Pourquoi un tel rebond ? Partout dans le monde, après des mois de confinement, « l’appel de la nature » s’est fait sentir, estime la dirigeante. L’envie de se promener dans de grands espaces a soutenu les ventes de produits de sports de plein air. Et elle a aussi incité les Français à chausser des bottes de caoutchouc. Quitte à les porter « en ville », un comportement dont les femmes raffolent, à en croire Mme Conseiller. Le parti pris d’acheter du made in France a poussé les consommateurs à choisir les modèles de la marque hexagonale. A tel point que son usine installée à Ingrandes-sur-Vienne (Vienne) peine à répondre à la demande actuelle.
Le phénomène incite Aigle à rapatrier une partie de sa production de modèles pour enfants en France. Cette ligne est actuellement produite en Chine. Les premières paires de la French Lolly, un modèle vendu 65 euros, sont en train de sortir de son usine. « D’ici à 2023, 50 % de nos modèles de bottes pour enfants y seront produits », précise la dirigeante. Ce volume alimentera le marché européen de la marque, tandis que son fournisseur chinois continuera d’approvisionner les magasins asiatiques, qui représentent 50 % de son chiffre d’affaires.

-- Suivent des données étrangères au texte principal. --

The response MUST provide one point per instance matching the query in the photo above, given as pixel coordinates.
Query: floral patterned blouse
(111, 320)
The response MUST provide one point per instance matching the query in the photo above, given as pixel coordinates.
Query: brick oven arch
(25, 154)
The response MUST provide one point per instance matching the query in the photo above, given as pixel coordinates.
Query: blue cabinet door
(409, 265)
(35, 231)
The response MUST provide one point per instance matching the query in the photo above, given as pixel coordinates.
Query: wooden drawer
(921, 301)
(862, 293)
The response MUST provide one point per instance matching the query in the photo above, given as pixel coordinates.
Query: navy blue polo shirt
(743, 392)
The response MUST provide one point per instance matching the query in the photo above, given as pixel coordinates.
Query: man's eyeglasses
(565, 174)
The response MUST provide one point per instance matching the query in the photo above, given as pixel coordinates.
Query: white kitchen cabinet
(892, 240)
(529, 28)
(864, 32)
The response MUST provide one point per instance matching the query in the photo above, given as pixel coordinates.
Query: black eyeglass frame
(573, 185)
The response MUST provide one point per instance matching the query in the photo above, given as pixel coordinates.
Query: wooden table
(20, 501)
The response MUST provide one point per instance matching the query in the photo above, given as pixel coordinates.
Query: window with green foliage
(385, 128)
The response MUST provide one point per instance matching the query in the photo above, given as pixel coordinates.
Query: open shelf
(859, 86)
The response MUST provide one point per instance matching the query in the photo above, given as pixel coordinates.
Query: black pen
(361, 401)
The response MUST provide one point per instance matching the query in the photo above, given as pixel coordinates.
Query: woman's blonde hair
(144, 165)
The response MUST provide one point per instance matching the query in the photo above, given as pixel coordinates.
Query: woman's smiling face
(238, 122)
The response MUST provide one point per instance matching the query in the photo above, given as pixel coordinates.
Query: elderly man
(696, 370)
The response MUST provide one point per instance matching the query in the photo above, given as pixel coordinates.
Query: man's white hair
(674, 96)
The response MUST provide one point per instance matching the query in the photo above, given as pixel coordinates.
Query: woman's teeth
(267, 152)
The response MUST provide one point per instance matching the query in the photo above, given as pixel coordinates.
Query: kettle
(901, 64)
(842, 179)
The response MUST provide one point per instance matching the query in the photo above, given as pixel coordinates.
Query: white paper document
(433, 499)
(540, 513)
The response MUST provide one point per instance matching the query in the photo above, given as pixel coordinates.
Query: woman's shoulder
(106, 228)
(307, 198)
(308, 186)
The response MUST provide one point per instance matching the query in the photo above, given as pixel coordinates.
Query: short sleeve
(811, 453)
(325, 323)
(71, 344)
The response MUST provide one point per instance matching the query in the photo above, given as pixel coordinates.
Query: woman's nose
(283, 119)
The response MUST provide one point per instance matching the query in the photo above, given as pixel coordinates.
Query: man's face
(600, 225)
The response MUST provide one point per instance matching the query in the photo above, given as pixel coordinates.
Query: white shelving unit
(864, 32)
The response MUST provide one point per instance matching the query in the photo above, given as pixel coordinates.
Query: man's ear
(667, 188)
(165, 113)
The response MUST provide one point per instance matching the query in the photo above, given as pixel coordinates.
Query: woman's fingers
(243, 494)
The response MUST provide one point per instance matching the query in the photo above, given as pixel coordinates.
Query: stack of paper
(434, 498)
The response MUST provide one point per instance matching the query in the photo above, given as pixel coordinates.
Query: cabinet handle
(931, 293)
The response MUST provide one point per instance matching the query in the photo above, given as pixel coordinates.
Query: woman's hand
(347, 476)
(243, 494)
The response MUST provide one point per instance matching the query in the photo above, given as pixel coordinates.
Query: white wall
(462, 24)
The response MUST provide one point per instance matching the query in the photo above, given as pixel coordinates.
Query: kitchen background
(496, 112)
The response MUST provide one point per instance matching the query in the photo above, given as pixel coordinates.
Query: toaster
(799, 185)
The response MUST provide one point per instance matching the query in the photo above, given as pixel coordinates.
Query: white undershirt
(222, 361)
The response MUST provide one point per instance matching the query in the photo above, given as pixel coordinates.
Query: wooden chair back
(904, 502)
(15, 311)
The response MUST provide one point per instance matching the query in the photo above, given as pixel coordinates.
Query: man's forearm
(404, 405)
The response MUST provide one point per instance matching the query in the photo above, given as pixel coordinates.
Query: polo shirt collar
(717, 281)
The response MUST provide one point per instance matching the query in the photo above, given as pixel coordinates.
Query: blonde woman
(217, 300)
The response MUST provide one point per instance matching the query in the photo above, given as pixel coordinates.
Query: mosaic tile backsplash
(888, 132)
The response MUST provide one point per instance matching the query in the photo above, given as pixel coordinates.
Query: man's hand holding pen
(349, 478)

280 millions d’euros de ventes
Cette relocalisation est censée diminuer l’empreinte carbone du fabricant en Europe et en Asie, en réduisant les transports de marchandises à travers le monde. Aigle – la marque aux 280 millions d’euros de ventes est en pleine relance stylistique pour devenir écoresponsable et atteindre 500 millions d’euros à moyen terme – dit répondre à sa nouvelle ligne de conduite environnementale.
En janvier, la marque est devenue une entreprise à mission. Sa raison d’être est désormais de « permettre à chacun de vivre pleinement des expériences sans laisser d’autres empreintes que celles de ses pas ». En dépit de cette formulation marketing, ce changement de statut est un « tournant radical » qui, selon Mme Conseiller, « exige du courage » à tous les échelons de l’activité. L’un des grands défis est la production locale dans l’usine d’Ingrandes.
Aigle doit embaucher 80 personnes sur ce site construit en 1967 qui emploie 200 personnes. En dépit d’une situation dans un bassin d’emploi compliqué par la fermeture de la Fonderie du Poitou, en juillet, « il est très difficile de trouver » des candidats, déclare-t-elle. La dirigeante en a fait part au premier ministre, Jean Castex, le 27 septembre, à Châtellerault (Vienne), lors de la présentation du plan de réduction des tensions de recrutement. Le problème ne serait ni dans la « formation » ni « dans les salaires » pratiqués au sein de l’usine, selon Mme Conseiller, qui précise qu’un maître caoutchoutier est payé au smic. La société se dit surtout confrontée aux difficultés de l’industrie tricolore, dont les « métiers manuels ne sont pas suffisamment valorisés ».